Wir wollen keine Wüste

Ich breche heute noch einmal eine Lanze fürs Wasser. Ja, wir hatten genug davon, und ja, ich leide mittlerweile auch unter einer veritablen Sehnenscheidenentzündung vom vielen Schirm-Aufspannen. Aber Adelboden glänzt nun einmal als Wasserschloss des Oberlands. Und ohne Wasser kein Schloss. Das Nass ist der Wegbereiter des Alpsommers, das sollte man sich immer wieder vergegenwärtigen.

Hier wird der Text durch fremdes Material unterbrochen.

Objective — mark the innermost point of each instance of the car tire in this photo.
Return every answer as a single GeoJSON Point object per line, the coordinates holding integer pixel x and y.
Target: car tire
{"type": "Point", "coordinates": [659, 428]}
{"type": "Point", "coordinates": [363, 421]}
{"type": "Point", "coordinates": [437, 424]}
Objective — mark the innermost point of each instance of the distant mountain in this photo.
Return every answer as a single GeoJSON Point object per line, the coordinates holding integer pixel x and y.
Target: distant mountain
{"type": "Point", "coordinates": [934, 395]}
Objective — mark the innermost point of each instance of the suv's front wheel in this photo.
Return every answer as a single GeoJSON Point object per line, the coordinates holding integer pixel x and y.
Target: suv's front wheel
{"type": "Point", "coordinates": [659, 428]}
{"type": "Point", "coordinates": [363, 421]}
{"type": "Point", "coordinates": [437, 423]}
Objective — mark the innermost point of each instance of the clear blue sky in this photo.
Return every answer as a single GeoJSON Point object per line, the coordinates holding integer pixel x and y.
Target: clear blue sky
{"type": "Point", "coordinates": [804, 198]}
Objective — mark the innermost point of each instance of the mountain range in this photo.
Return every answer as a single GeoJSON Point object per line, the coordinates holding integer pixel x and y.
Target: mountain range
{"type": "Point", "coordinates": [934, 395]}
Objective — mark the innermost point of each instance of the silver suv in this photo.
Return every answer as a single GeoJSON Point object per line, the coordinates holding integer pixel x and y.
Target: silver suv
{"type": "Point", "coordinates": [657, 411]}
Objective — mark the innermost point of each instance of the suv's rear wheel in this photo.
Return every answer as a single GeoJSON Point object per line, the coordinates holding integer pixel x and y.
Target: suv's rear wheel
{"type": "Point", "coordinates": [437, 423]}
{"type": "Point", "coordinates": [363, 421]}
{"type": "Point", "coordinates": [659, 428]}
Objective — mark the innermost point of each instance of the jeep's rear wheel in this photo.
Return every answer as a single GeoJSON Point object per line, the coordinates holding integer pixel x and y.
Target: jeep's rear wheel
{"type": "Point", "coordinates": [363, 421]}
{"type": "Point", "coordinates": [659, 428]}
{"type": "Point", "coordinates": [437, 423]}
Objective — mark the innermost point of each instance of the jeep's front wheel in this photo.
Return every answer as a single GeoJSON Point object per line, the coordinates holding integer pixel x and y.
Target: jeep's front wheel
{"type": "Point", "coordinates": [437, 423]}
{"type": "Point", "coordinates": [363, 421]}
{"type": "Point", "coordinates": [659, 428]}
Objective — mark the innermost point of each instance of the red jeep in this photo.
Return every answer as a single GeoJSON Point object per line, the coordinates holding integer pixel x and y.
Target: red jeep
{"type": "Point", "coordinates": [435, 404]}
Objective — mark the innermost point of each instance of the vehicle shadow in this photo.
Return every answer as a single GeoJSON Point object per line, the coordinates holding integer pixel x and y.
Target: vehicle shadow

Ohne genügend Flüssigkeit gäbe es keine Engstligenfälle, sondern nur eine nackte Felswand. Die Cholerenschlucht wäre ohne die jahrtausendlange Arbeit des Flusses nur die Cholerenebene. Der weltberühmte Aussenpool des Hotels Cambrian müsste per Helikopter gefüllt werden. Dieser könnte dann gleich noch Futter für die Kühe einfliegen, denn Gras wüchse ja nirgends ohne Regen. Schluss mit Käse. Der Brunnen auf dem Dorfplatz versiegte, ebenso die Mineralquelle. Die Sanierung des altehrwürdigen Gruebi-Bads würde ebenfalls sinnlos. Die Hochmoore verödeten zu Hochwüsten, die Bergseen zu Bergschlammgruben. Mit der Zeit lägen auch die Störe im Tropenhaus auf dem Trockenen, ebenso wie die Gäste in den Wellness-Anlagen der Region. Und womit würde mein Tschenten-Bier gebraut? Der blanke Horror.

Stellen wir uns so einen gelungenen Bergsommer vor? Könnten wir den Ausfall all dieser Attraktivitäten verkraften? Eben. Jetzt wo das Quecksilber im Thermometer gleich zentimeterweise nach oben schnellt, sollten wir also froh sein, das der trockene Alptraum ein blosses Hirngespinst bleibt. Das Wasserschloss ist gut gefüllt, nun kann es seine Tore getrost öffnen.